Pourquoi Telegram et Discord restent particulièrement exploitables
Les communautés crypto sont bien plus présentes sur Telegram et Discord que dans la plupart des autres secteurs, et ces deux plateformes rendent trivial la création d'un compte avec un nom d'affichage et une photo de profil qui imitent étroitement une véritable équipe de support de projet. Un escroc peut rejoindre un serveur public, surveiller le canal à la recherche de toute personne décrivant un problème, et envoyer un message direct en quelques secondes, sans avoir besoin de compromettre quoi que ce soit. Comme les serveurs eux-mêmes sont officiels et remplis de participants authentiques, ce cadre confère à l'usurpateur une forme de crédibilité empruntée qu'un e-mail non sollicité n'obtiendra jamais.
Les chercheurs ont également signalé une forte hausse du contenu de phishing généré par IA, une analyse de 2025 constatant une augmentation d'environ 70 % des e-mails de phishing rédigés par IA, qui se lisent de manière plus naturelle et sont plus difficiles à repérer, aussi bien pour les filtres anti-spam que pour les lecteurs humains, comparés aux messages plus maladroits et truffés de fautes d'il y a quelques années. Les outils d'IA ont également rendu bien moins coûteuses la production de sites web clonés convaincants, les campagnes de phishing traduites ciblant des utilisateurs non anglophones, et les messages personnalisés faisant référence à l'activité réelle d'une cible, comme un achat récent de NFT ou la détention d'un token spécifique extraite de données blockchain publiques.
Pourquoi le phishing fonctionne encore sur des utilisateurs expérimentés
Il est tentant de supposer que le phishing ne piège que les débutants, mais ce n'est pas ce que montrent les données. Des traders chevronnés ont perdu des sommes à six ou sept chiffres à cause d'une seule approbation cliquée par erreur, souvent parce que la pression d'un lancement de token en direct ou d'une fenêtre d'airdrop limitée dans le temps pousse les gens à agir avant de lire attentivement. Les escrocs fabriquent délibérément un sentiment d'urgence, un compte à rebours, une affirmation selon laquelle seuls les mille premiers portefeuilles sont éligibles, un avertissement que votre compte sera suspendu dans les 24 heures, car l'urgence court-circuite la prudence qui permettrait autrement de repérer un nom de domaine inhabituel ou une demande de permission inhabituelle.
Le faux support client est une variante particulièrement efficace de ce schéma, car il exploite un moment où la victime est déjà anxieuse au sujet de ses fonds et cherche activement de l'aide.
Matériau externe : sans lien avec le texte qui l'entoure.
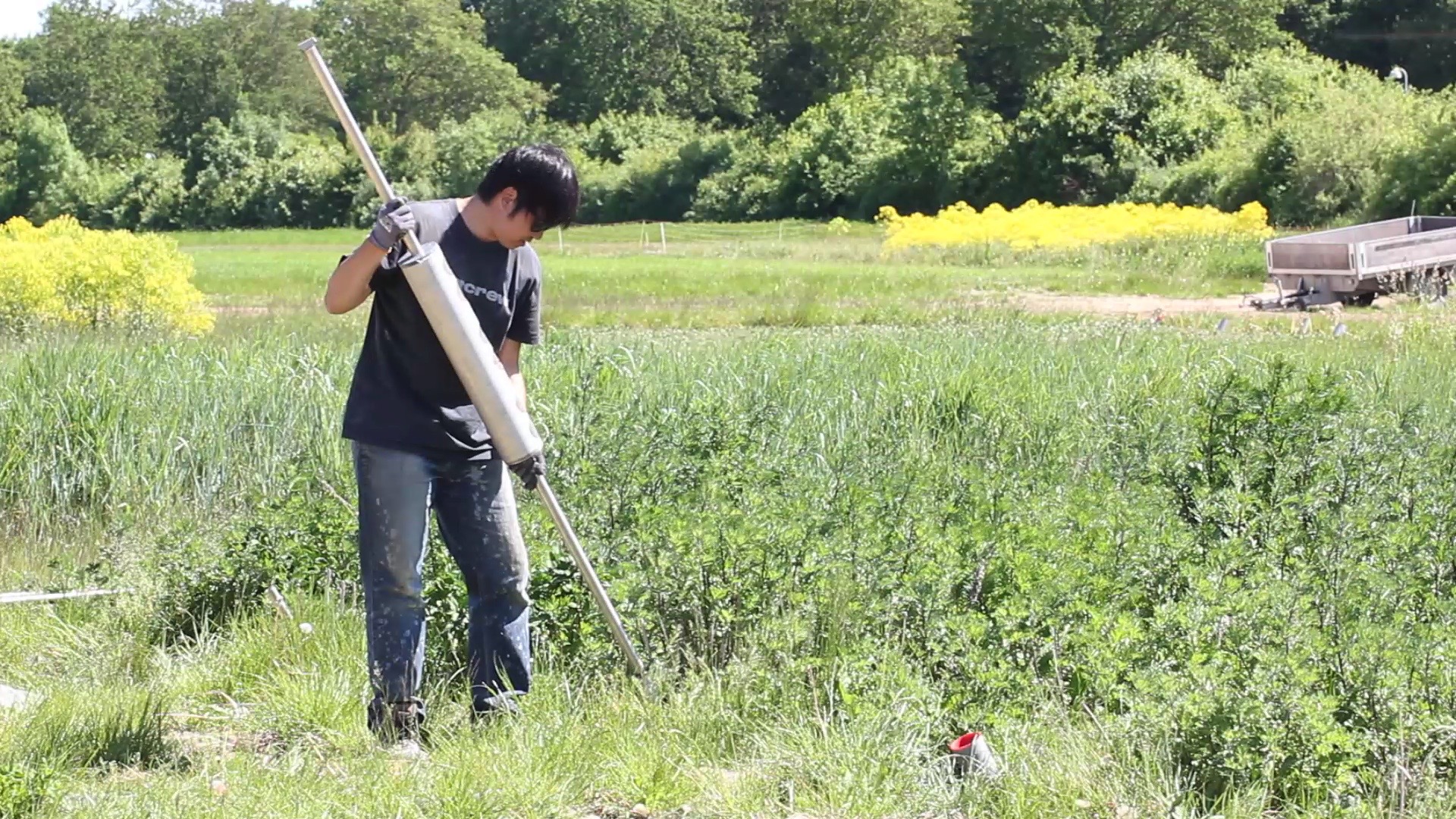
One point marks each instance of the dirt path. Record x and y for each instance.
(1144, 306)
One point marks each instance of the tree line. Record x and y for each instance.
(184, 115)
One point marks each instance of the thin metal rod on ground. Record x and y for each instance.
(42, 596)
(619, 634)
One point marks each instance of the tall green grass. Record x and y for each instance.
(1163, 566)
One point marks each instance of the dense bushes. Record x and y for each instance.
(1312, 140)
(1232, 557)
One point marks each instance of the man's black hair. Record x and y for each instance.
(545, 184)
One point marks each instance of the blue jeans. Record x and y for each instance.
(475, 509)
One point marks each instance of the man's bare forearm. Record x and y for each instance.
(348, 286)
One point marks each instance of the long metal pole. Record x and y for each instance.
(386, 193)
(619, 634)
(351, 129)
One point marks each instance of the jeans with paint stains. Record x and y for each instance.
(475, 509)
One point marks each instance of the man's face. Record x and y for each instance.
(516, 229)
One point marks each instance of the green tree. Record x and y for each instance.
(101, 74)
(808, 50)
(12, 89)
(1381, 34)
(243, 55)
(679, 57)
(1014, 42)
(417, 61)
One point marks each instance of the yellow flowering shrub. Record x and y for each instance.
(63, 273)
(1038, 224)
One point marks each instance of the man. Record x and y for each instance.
(419, 444)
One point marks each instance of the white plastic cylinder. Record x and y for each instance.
(513, 435)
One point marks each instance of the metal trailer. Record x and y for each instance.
(1356, 264)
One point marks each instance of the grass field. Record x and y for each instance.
(728, 276)
(1171, 572)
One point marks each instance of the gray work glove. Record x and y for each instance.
(394, 221)
(530, 469)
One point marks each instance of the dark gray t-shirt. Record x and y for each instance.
(405, 394)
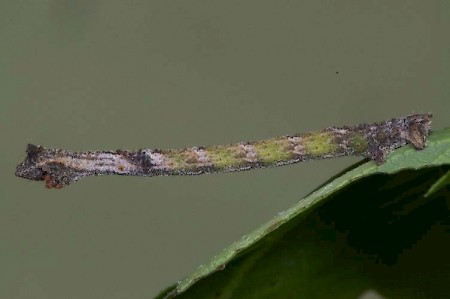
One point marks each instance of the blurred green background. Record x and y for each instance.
(133, 74)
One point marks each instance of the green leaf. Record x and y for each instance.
(371, 228)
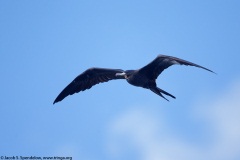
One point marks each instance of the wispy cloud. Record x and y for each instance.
(150, 138)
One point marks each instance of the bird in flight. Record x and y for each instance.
(144, 77)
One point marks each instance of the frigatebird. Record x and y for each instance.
(144, 77)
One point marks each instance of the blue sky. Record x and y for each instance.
(45, 44)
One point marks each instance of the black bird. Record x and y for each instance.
(144, 77)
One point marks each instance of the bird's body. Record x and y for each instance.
(144, 77)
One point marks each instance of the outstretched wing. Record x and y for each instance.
(87, 79)
(153, 69)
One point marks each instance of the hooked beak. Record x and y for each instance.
(120, 74)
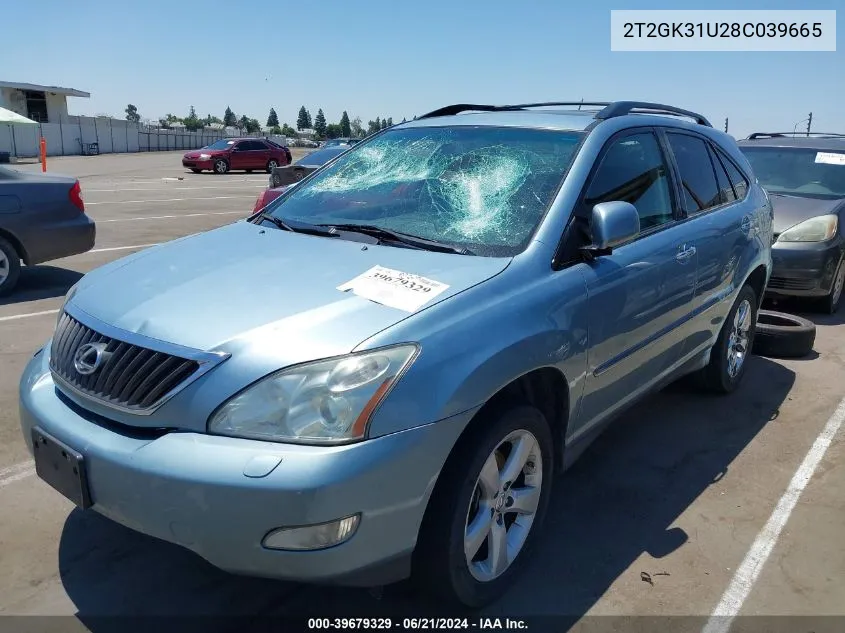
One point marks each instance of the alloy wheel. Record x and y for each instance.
(503, 505)
(738, 339)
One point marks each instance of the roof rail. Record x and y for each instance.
(751, 137)
(609, 109)
(621, 108)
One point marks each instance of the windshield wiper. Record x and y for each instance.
(297, 227)
(403, 238)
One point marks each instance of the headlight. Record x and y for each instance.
(817, 229)
(325, 402)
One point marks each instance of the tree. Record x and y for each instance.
(320, 123)
(303, 119)
(132, 113)
(191, 121)
(229, 118)
(334, 130)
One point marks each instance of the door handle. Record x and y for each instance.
(685, 253)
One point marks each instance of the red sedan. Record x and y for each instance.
(246, 154)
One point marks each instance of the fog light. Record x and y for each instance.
(310, 537)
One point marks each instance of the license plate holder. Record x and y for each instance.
(62, 467)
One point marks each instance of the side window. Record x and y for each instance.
(726, 190)
(633, 170)
(698, 182)
(739, 181)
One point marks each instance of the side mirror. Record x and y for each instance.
(611, 224)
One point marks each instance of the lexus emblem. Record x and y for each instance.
(89, 357)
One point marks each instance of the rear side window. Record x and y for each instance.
(739, 181)
(726, 190)
(633, 170)
(698, 182)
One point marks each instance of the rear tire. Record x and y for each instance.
(10, 267)
(470, 508)
(729, 356)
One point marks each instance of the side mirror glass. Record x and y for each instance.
(611, 224)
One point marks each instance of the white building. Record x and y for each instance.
(46, 104)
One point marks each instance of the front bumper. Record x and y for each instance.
(196, 163)
(804, 269)
(190, 489)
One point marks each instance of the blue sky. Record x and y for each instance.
(395, 58)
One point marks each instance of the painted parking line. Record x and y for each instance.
(119, 248)
(91, 204)
(14, 317)
(256, 186)
(15, 473)
(749, 570)
(168, 217)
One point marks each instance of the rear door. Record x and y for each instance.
(711, 206)
(640, 296)
(239, 157)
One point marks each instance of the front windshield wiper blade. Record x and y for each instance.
(403, 238)
(297, 227)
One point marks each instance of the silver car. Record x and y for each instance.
(42, 217)
(379, 374)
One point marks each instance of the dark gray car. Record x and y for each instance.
(805, 177)
(42, 217)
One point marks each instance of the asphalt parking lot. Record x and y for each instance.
(688, 506)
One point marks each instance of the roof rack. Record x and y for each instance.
(609, 109)
(751, 137)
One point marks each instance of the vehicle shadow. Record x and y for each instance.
(618, 501)
(41, 282)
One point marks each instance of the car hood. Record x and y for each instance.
(207, 290)
(791, 210)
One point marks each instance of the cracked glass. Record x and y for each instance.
(483, 188)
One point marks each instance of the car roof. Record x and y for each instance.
(814, 141)
(564, 116)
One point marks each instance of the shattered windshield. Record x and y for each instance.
(484, 188)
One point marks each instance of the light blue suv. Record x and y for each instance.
(380, 374)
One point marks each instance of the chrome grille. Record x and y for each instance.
(131, 377)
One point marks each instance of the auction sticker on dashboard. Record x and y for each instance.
(394, 288)
(830, 158)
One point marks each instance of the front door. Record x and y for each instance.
(640, 297)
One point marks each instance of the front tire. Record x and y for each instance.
(10, 267)
(487, 509)
(729, 356)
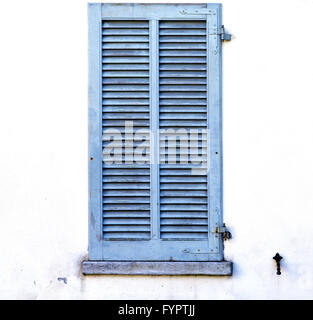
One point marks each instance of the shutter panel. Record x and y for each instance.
(183, 105)
(125, 92)
(156, 69)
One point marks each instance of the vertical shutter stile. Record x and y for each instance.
(125, 91)
(183, 105)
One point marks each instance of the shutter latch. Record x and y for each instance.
(224, 36)
(226, 235)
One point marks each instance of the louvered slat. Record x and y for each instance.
(125, 94)
(183, 106)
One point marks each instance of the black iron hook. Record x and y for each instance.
(277, 258)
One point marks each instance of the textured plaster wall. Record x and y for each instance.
(268, 156)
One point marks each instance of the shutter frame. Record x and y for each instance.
(176, 250)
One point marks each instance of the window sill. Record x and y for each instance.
(221, 268)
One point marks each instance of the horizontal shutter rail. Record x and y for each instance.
(124, 24)
(119, 186)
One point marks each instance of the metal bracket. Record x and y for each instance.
(196, 11)
(224, 36)
(226, 235)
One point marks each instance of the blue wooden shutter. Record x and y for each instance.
(158, 66)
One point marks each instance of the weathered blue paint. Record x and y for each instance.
(155, 241)
(95, 131)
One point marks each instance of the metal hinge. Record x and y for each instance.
(196, 11)
(224, 36)
(226, 235)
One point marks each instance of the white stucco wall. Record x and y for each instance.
(268, 156)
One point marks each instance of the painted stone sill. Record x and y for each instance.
(212, 268)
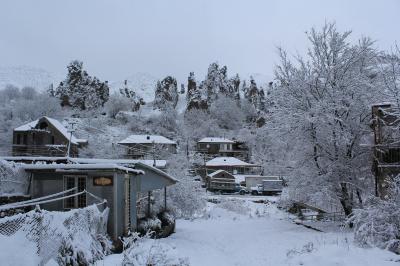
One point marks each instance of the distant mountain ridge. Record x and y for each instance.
(22, 76)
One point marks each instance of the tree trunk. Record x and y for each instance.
(345, 200)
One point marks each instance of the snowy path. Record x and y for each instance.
(230, 238)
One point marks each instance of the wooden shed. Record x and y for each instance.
(119, 185)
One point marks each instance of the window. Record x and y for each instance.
(71, 181)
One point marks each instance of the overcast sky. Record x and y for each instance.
(115, 38)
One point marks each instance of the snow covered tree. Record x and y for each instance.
(254, 95)
(80, 90)
(195, 98)
(135, 100)
(166, 94)
(227, 113)
(234, 85)
(216, 82)
(323, 105)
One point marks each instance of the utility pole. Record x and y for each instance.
(70, 137)
(154, 154)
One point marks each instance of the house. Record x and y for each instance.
(220, 180)
(215, 147)
(160, 164)
(147, 146)
(44, 137)
(386, 148)
(254, 180)
(231, 165)
(122, 188)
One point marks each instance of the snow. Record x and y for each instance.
(217, 172)
(227, 161)
(143, 84)
(11, 252)
(56, 124)
(238, 232)
(215, 140)
(240, 178)
(80, 167)
(27, 126)
(159, 163)
(146, 139)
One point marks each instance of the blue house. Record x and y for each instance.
(119, 185)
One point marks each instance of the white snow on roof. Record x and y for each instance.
(215, 140)
(56, 124)
(81, 167)
(159, 163)
(27, 126)
(145, 139)
(240, 178)
(217, 172)
(227, 161)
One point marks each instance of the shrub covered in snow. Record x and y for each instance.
(144, 251)
(186, 199)
(378, 224)
(13, 179)
(77, 237)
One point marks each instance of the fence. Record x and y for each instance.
(75, 237)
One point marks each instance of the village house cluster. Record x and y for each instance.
(49, 154)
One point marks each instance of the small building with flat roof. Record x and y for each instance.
(147, 146)
(120, 186)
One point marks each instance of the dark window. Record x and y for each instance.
(69, 182)
(78, 201)
(81, 187)
(43, 125)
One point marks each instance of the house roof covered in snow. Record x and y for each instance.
(146, 139)
(158, 163)
(218, 172)
(57, 125)
(44, 159)
(215, 140)
(66, 167)
(228, 161)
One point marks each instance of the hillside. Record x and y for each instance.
(21, 76)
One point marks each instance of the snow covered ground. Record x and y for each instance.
(237, 231)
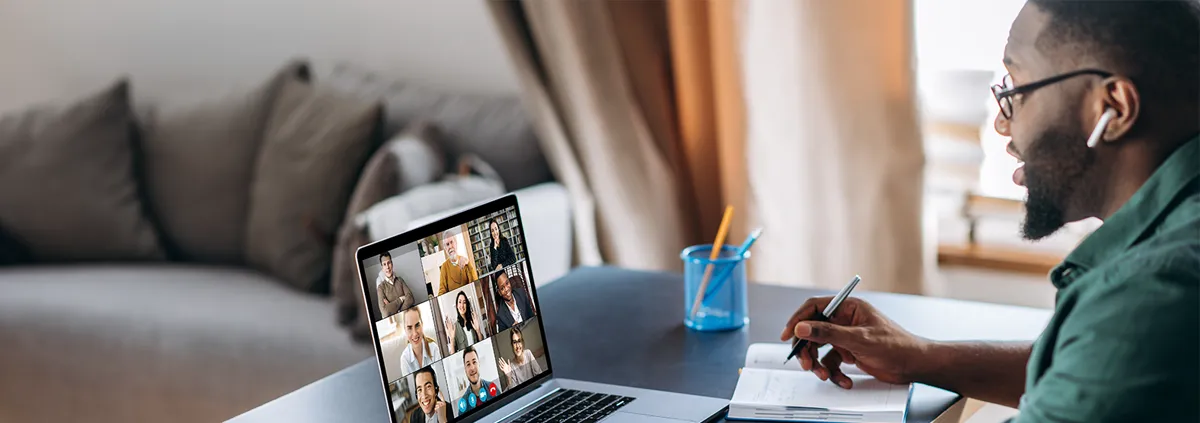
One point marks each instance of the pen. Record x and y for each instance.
(828, 313)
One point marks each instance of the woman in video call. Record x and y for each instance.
(429, 399)
(499, 248)
(463, 329)
(456, 270)
(523, 367)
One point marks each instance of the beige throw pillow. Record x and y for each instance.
(317, 142)
(67, 188)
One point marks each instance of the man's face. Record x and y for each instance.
(517, 344)
(1048, 131)
(413, 328)
(502, 284)
(450, 245)
(471, 361)
(426, 393)
(387, 266)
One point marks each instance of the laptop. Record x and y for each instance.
(460, 337)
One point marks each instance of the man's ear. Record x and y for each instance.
(1121, 95)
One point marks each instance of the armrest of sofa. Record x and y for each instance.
(546, 214)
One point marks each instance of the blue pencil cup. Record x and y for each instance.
(724, 303)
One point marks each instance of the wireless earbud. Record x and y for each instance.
(1109, 113)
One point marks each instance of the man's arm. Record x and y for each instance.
(990, 371)
(864, 337)
(1127, 352)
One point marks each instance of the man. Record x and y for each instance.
(478, 389)
(1122, 345)
(514, 307)
(427, 350)
(394, 293)
(431, 406)
(456, 270)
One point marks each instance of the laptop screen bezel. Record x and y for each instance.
(412, 236)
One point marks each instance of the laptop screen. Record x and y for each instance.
(455, 314)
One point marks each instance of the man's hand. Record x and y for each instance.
(859, 335)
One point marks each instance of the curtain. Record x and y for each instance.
(833, 136)
(598, 106)
(655, 114)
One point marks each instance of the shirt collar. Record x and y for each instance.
(1139, 216)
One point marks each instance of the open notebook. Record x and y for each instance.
(771, 391)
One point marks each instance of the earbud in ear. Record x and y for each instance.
(1109, 113)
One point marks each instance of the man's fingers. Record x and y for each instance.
(832, 362)
(807, 310)
(846, 356)
(829, 333)
(811, 352)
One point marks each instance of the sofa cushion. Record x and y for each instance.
(67, 186)
(495, 127)
(157, 343)
(315, 147)
(199, 161)
(403, 162)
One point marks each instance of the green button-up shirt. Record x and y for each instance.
(1123, 344)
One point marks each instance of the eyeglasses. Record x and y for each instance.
(1005, 90)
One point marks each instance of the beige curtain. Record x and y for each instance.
(598, 106)
(799, 113)
(834, 146)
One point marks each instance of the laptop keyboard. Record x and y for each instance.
(570, 405)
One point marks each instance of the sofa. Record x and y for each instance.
(197, 334)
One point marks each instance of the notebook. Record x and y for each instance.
(773, 392)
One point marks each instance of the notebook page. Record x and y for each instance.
(766, 387)
(771, 356)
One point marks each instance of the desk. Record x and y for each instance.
(625, 327)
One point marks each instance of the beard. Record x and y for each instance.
(1055, 167)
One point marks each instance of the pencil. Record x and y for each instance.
(717, 252)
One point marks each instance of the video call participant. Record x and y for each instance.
(523, 367)
(394, 293)
(463, 329)
(431, 406)
(478, 389)
(430, 351)
(456, 270)
(514, 305)
(498, 248)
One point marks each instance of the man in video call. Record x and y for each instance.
(431, 406)
(456, 270)
(1125, 337)
(394, 293)
(414, 329)
(514, 305)
(477, 386)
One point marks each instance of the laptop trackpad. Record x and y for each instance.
(629, 417)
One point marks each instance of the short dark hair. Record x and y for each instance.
(433, 376)
(1155, 43)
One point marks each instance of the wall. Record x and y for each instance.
(54, 49)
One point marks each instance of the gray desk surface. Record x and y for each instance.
(625, 327)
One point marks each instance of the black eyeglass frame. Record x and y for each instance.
(1005, 94)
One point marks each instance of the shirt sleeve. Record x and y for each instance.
(1127, 352)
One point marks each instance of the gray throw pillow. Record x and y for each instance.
(317, 142)
(67, 188)
(199, 161)
(497, 129)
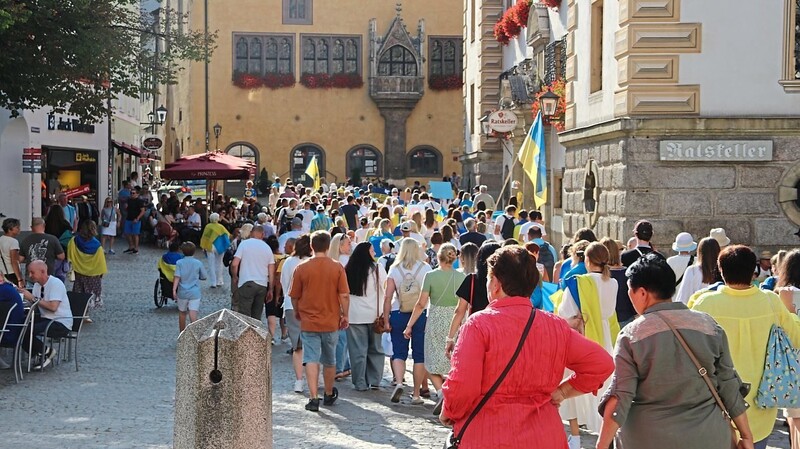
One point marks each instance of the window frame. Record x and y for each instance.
(263, 39)
(439, 162)
(379, 157)
(459, 56)
(309, 13)
(330, 39)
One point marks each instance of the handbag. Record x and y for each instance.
(780, 383)
(704, 374)
(379, 325)
(453, 441)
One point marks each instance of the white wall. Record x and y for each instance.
(740, 63)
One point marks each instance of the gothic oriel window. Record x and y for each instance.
(397, 61)
(264, 53)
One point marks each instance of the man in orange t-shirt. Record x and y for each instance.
(321, 298)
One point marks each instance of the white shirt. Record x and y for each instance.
(398, 274)
(54, 290)
(286, 236)
(287, 275)
(255, 258)
(691, 283)
(194, 221)
(364, 309)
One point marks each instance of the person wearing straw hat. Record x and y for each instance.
(718, 234)
(684, 244)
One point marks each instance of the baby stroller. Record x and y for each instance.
(162, 291)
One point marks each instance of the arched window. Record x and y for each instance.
(366, 159)
(301, 156)
(248, 152)
(397, 61)
(425, 161)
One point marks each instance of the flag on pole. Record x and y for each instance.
(534, 163)
(312, 171)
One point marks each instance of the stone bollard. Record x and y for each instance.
(223, 395)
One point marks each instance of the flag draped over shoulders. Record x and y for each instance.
(86, 256)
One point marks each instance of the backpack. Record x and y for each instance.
(507, 231)
(546, 258)
(409, 290)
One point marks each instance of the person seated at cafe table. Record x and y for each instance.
(54, 310)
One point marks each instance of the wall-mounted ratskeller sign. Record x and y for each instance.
(152, 143)
(502, 121)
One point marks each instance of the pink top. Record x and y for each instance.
(519, 413)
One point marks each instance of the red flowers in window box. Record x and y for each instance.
(445, 82)
(557, 120)
(336, 81)
(513, 21)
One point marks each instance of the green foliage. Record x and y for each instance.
(75, 55)
(263, 185)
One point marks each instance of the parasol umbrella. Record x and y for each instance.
(215, 165)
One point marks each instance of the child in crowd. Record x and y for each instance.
(186, 286)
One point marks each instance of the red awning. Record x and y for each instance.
(215, 165)
(128, 149)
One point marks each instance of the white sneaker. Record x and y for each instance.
(574, 442)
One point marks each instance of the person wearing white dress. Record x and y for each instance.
(583, 409)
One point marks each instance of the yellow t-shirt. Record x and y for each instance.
(747, 317)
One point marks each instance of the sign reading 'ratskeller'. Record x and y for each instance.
(716, 150)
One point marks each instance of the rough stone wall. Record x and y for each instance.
(693, 197)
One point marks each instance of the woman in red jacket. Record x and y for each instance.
(524, 409)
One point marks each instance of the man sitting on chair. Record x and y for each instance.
(53, 307)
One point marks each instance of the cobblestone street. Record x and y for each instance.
(122, 397)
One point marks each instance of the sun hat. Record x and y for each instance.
(684, 242)
(718, 234)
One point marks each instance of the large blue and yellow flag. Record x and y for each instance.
(534, 163)
(312, 171)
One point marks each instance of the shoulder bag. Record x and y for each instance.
(704, 374)
(453, 441)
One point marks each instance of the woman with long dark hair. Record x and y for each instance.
(703, 273)
(366, 283)
(471, 294)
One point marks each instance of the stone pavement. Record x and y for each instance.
(122, 397)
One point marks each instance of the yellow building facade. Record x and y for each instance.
(394, 110)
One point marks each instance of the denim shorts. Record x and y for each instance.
(399, 320)
(319, 347)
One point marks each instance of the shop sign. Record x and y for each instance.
(715, 150)
(502, 121)
(152, 143)
(68, 124)
(84, 157)
(77, 191)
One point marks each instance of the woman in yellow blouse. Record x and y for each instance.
(747, 315)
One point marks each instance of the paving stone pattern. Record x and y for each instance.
(123, 395)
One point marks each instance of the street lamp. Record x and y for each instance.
(217, 132)
(549, 102)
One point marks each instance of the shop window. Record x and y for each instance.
(263, 54)
(366, 159)
(300, 158)
(425, 161)
(397, 61)
(445, 56)
(331, 54)
(297, 12)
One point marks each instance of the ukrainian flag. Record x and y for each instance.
(534, 163)
(312, 171)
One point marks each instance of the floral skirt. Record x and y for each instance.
(89, 284)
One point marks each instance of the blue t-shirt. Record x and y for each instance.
(191, 271)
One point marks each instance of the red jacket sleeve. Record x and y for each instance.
(590, 362)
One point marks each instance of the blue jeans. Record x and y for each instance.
(342, 356)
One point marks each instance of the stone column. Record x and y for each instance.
(394, 166)
(223, 395)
Cette approche est suffisamment courante pour mériter sa propre explication, traitée dans notre article sur les escroqueries au faux support client.
Comment le phishing est devenu une activité industrialisée
Une part significative de la raison pour laquelle le volume de phishing reste élevé, même si les pertes individuelles ont diminué, tient au fait que lancer une campagne de phishing ne nécessite plus beaucoup de compétences techniques. Les kits de phishing et les kits de drainer de portefeuille, dits « phishing kits », sont vendus ou loués sur des forums clandestins sous forme de packages prêts à l'emploi, comprenant des modèles de sites web clonés, des smart contracts préécrits conçus pour demander des approbations aussi larges que possible, et des tableaux de bord permettant à l'acheteur de suivre combien de portefeuilles se sont connectés et combien de fonds ont été siphonnés. Certains de ces kits fonctionnent selon un modèle d'affiliation, où le développeur original du kit prélève une commission, souvent entre 10 et 20 %, sur tout ce qu'un client vole à l'aide de l'outil, une structure similaire à celle d'une entreprise légitime de logiciel en tant que service.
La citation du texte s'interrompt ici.